By this stage in what at the very least feels
like a never-ending pandemic, most people's opinions on livestreamed music have hardened.
The dalliance with digital events has proven itself a welcome and much-needed nicotine patch of sorts for those whose relationship with live music could fairly be called an addiction. For others, it's a poor substitute for the real thing, a less-than-immersive facsimile of a formerly favored pastime.
Two factors can cause music fans to swap from one position to the other, though: the caliber of the musicians and the quality of the presentation.

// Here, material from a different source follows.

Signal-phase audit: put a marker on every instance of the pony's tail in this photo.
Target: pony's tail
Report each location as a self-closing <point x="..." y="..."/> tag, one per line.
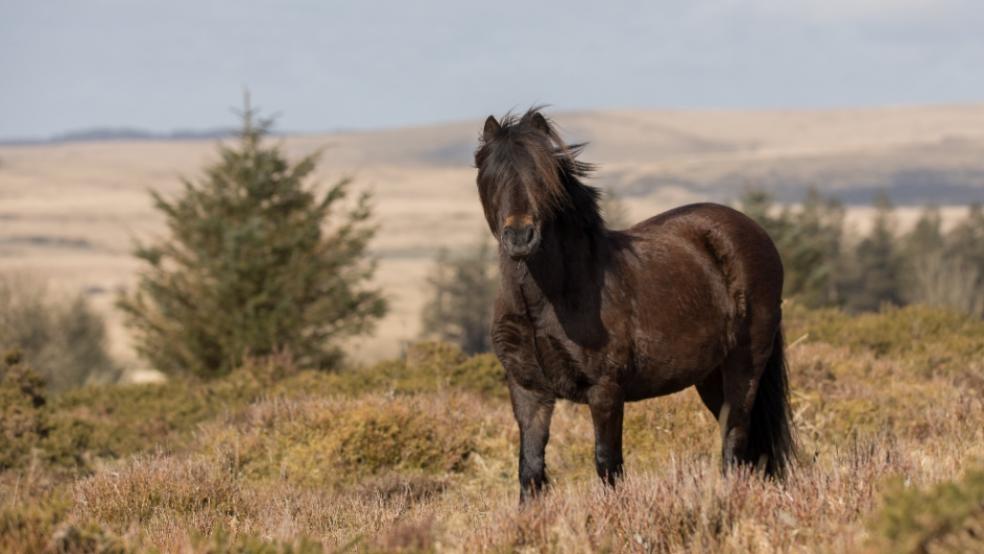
<point x="771" y="442"/>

And that's why the St. Louis Symphony Orchestra's new foray into digital concerts is welcome news for those in both camps.
In a press release this afternoon, the SLSO has announced that it will make full concert performances available online for the first time in its 141-year history.

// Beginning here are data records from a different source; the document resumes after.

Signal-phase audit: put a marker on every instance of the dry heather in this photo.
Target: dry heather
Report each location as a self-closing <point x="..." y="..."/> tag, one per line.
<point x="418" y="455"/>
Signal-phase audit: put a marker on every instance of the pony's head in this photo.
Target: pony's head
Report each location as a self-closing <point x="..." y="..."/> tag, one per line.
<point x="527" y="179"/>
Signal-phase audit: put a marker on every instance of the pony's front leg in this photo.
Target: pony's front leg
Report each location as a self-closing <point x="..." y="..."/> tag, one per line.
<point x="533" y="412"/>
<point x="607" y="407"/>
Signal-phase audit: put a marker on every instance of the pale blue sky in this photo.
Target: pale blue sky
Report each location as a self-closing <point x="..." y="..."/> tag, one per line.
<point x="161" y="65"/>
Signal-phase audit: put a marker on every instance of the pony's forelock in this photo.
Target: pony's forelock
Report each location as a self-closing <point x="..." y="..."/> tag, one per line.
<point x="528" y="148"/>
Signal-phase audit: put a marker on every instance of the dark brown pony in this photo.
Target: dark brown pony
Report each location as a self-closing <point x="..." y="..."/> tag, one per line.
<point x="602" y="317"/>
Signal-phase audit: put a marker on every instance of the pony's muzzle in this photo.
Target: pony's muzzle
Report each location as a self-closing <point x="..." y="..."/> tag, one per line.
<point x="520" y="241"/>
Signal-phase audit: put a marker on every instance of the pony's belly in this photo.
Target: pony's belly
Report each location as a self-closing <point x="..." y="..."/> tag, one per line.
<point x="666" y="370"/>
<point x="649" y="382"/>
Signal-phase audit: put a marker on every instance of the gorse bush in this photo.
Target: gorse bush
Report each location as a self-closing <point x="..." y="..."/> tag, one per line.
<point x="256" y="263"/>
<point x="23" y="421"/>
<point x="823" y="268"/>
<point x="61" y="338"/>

The series will feature six concerts filmed using the SLSO's high-definition camera system. The first, released today and available for free, features performances of Strauss’s Metamorphosen
, Yoshimatsu’s And the birds are still…
, and Dvořák’s Wind Serenade
. Subsequent concerts will be made available every two weeks and will cost just $15 apiece.
The concert series is just the latest pandemic-era offering from the SLSO. Last month the symphony launched its Soundlab learning initiative
, which aims to teach school-aged kids about the science of music through a series of educational videos featuring SLSO performers. The new digital concerts simply serve to expand the SLSO's portfolio of online offerings.
“These digital concerts help the SLSO enrich lives through the power of music by making performances accessible wherever our audiences are," President and CEO Marie-Hélène Bernard says in a statement. "[Music Director Stéphane Denève] and our exceptional family of musicians and staff — with strong support from our Board of Trustees — have championed new opportunities to stay connected with our community. We are energized by this first step in our growing library of media offerings and we look forward to sharing future plans for our expanding digital portfolio in the coming months.”
Each concert will be available for viewing at slso.org
and will stay online for 30 days. The programs for the first six concerts are currently available at that link as well. Each concert was filmed in front of a (reduced-capacity) live audience between October 22 and November 20.
According to the press release, the symphony plans to make more digital concerts available in the future — hopefully enough to tide music fans over until we can finally once again enjoy the real thing.
“We are so pleased to share these concerts beyond the walls of Powell Hall. Nothing brings us more joy than connecting with people through music," says Denève. "We hope you enjoy watching these performances as much as we loved creating them for you. We look forward to welcoming audiences back to live concerts as soon as it’s safe to do so.”